Per rinfrescare le idee a lui, ma soprattutto a chi non gli fa mai le domande giuste, è bene andarla a rileggere, la sentenza della Cassazione del 21 febbraio 2011, giudice relatore Filiberto Pagano, presidente Antonio Esposito. È “incontestabile”, dice la sentenza, “il dato di fatto che, alla scelta della candidatura del Miceli, si pervenne a seguito di un progressivo scambio di informazioni tra il Cuffaro e il Guttadauro, scelta certamente confermata dai due, pur in assenza, per motivi prudenziali, di incontri personali”. I contatti diretti erano evitati per prudenza, ma il politico e il boss si parlavano con la mediazione di Miceli e di un altro intermediario, Salvatore Aragona. Proprio Aragona “spiegava al capo-mafia che il Cuffaro si era dichiarato disponibile a esaudire tutte le sue richieste e che l’uomo politico non aveva alcuna preclusione nei confronti del Guttadauro”.

I contatti servivano a far eleggere Miceli, ma anche a prefigurare affari: lo dimostrano alcune intercettazioni sui “finanziamenti dell’Unione europea”: “i progetti che gli interlocutori stavano, da tempo, elaborando non erano puramente teorici, ma prevedevano ritorni, utilità, nomine di amici fidati in posti chiave allo scopo di interferire sulle scelte della Pubblica amministrazione, come risultava chiaro dal riferimento preciso alla nomina di un loro referente presso un ufficio della Regione competente sui finanziamenti comunitari”. Altre intercettazioni riguardavano “interessi economici connessi alla realizzazione di strutture turistiche nell’isola di Pantelleria”.

Ciò che in definitiva risulta provato è “l’esistenza di un rapporto politico-mafioso tra il capo mandamento Guttadauro Giuseppe e l’uomo politico Cuffaro Salvatore e la consapevolezza di quest’ultimo di agevolare l’associazione mafiosa”. Egli aveva ottenuto “il sostegno e l’appoggio dell’associazione mafiosa in cambio della promessa di un concreto impegno in favore delle esigenze dell’organizzazione. In sostanza, un vero e proprio patto politico-mafioso, un vero e proprio progetto di infiltrazione nel mondo politico-istituzionale avente come principale obiettivo l’On. Cuffaro, portato avanti dal capomafia Guttadauro Giuseppe”.
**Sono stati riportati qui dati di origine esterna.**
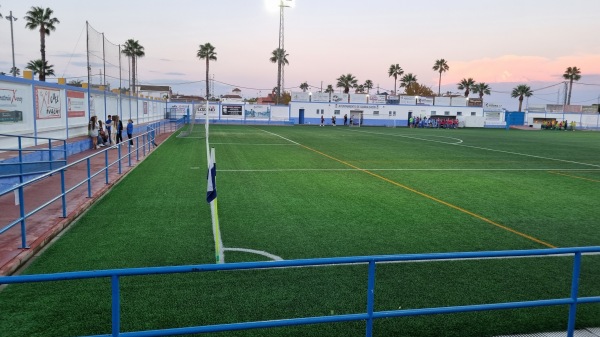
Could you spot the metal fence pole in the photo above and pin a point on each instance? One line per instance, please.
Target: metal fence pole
(574, 292)
(370, 298)
(62, 190)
La sentenza afferma che “è emerso, con il carattere della assoluta certezza: che il Guttadauro, l’Aragona e diversi altri membri del sodalizio mafioso Cosa nostra avessero fatto una attiva campagna elettorale per il candidato Miceli (e per il Cuffaro); e che si ribadiva che tutto l’appoggio elettorale andava, ovviamente, ripagato attraverso precisi impegni da rispettare dopo le elezioni, nomine presso enti pubblici e strutture ospedaliere e favori da ricambiare”.

La spiata di Cuffaro, che rivela al boss (attraverso Miceli) le microspie, nel giugno 2001 blocca le indagini e provoca “la fine di una delle più fruttuose indagini in corso”, sia sulle “attività del mandamento mafioso di Brancaccio (attività estorsive, droga, organigramma delle famiglie eccetera)”, sia sui “rapporti tra mafia, impresa, politica e Pubblica amministrazione”. Sono passati 21 anni dai fatti, 7 dall’uscita di Cuffaro dal carcere. La memoria collettiva è fragile, la disinformazione è forte e l’ex presidente si sente libero di tornare a fare il kingmaker della politica siciliana.